Plaintext credentials in the config file are accepted for dev use but should be avoided in production. Use Kubernetes Secrets with ExternalSecret / SecretStore for production deployments, or inject credentials via environment variables.

Credentials are never logged — the bridge redacts auth values in all log output and self-telemetry.


Kubernetes network policy

The Helm chart deploys a default-deny NetworkPolicy. Egress is whitelisted for:

  • DNS (CoreDNS pods in kube-system, by label selector — not a CIDR, which would break on some CNIs)
  • Kubernetes API server (apiServerCIDR — required for leader-election Lease and checkpoint ConfigMap)
  • OTLP endpoint (port 443, configurable CIDR)
  • Source APIs (port 443, configurable CIDR)

Ingress is default-deny except the health port (8080) from any source (required for kubelet probes). The pod cannot receive traffic from the product plane.

EKS

Network policy enforcement on EKS requires the VPC-CNI network-policy feature (or Calico) to be enabled.


TLS

All outbound HTTP connections require TLS 1.2 as a minimum.
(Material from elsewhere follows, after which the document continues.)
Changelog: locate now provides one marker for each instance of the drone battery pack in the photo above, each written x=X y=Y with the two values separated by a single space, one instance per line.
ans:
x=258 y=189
The internal/httpx client sets TLSMinVersion: tls.VersionTLS12. Connections to plaintext endpoints (HTTP, not HTTPS) require explicit opt-in via the emit.*.otlp.allow_insecure config flag, which should only be used for in-cluster collector deployments where the traffic does not leave the cluster.


RBAC (Kubernetes)

The pod's ServiceAccount is bound to a namespace-scoped Role (not a ClusterRole):

  • coordination.k8s.io/leases: get, create, update on the genai-otel-bridge-leader Lease only — the pod cannot touch any other Lease.
  • configmaps: get, create, update on the genai-otel-bridge-checkpoints ConfigMap only — the pod cannot read or modify its own genai-otel-bridge-config ConfigMap.
  • delete is not granted to the pod's ServiceAccount. The post-delete cleanup hook uses a separate ephemeral ServiceAccount that only exists during uninstall.

License

genai-otel-bridge is released under the GNU Affero General Public License v3.0 only (AGPL-3.0-only). Every source file carries the SPDX identifier:

// SPDX-License-Identifier: AGPL-3.0-only

Third-party dependencies retain their own upstream licenses. See LICENSING.md and the full license text.


Reporting a vulnerability

Do not open a public issue for security vulnerabilities. Report privately via GitHub's private vulnerability reporting (Security → Report a vulnerability on the repository).

Reports that demonstrate a way to make the service emit inference content, leak credentials, or bypass the egress or SSRF guards are particularly in scope.

See SECURITY.md for the full policy.